Has anyone seen or heard about the new film called Lions for Lambs? I've heard it's a fairly in depth and well acted film raising questions about the war in Afghanistan and it's impact in the U.S.
I was thinking about seeing it this weekend, so if anyone can post their thoughts on it if they've seen it, or give your opinion.

Here's a link for more info on the film.

http://en.wikipedia.org/wiki/Lions_for_Lambs or http://imdb.com/title/tt0891527/




> Lions for Lambs begins after two determined students at a West Coast University, Arian (Derek Luke) and Ernest (Michael Pena), follow the inspiration of their idealistic professor, Dr. Malley (Robert Redford), and attempt to do something important with their lives. But when the two make the bold decision to join the battle in Afghanistan, Malley is both moved and distraught. Now, as Arian and Ernest fight for survival in the field, they become the string that binds together two disparate stories on opposite sides of America. In California, an anguished Dr. Malley attempts to reach a privileged but disaffected student (Andrew Garfield) who is the very opposite of Arian and Ernest.

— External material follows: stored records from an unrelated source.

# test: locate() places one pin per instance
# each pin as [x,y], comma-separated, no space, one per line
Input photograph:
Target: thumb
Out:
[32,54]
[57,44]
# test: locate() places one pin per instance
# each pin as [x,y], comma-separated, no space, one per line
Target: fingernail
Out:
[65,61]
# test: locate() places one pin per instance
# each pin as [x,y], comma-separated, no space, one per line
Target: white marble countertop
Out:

Meanwhile, in Washington D.C. the charismatic Presidential hopeful, Senator Jasper Irving (Tom Cruise), is about to give a bombshell story to a probing TV journalist (Meryl Streep) that may affect Arian and Ernest's fates.


----------



## AIC_2K5 (19 Nov 2007)

Seen it. I was skeptical going into it, thinking that it would end up being some movie writer's one-sided views on world affairs but I was pleasently surprised to find a number of different viewpoints to the same story. I enjoyed it and felt personally connected to the storyline.


----------



## midget-boyd91 (19 Apr 2008)

I just watched this movie tonight. Pretty sure my jaw hit the floor when all was said and done.
To tell the truth, I don't think this could be called a political thriller.. because although there was an action element to the film, it was no thriller. In fact, I don't think this is much of a movie, rather than Redford's interpretation of what kind of life we're living.
  
What I picked out of this movie: Many of the people here are so concerned about living their good life, getting up the ladder, that they simply don't give a rat's ass about people they can't see. This is how I saw the college student in the film. He was occupied with his social life, so tried his best to distance himself from politicians as much as he could. This meant he took no action, ignoring the hardships the world is going through so that he can continue on with his social life.
  I think his (Redford's) interpretation of the MSM through Meryl Streep was bang-on. The 'windsock' comparision was great.
Not only do I think he hit the nail on the head.. I think he hit the nail so hard that the lumber broke too.

Of course, that's only how *I* saw the film, which is another thing that I thought was great about it... the way it was written can be accepted by those on both sides of the political fence.

Midget


----------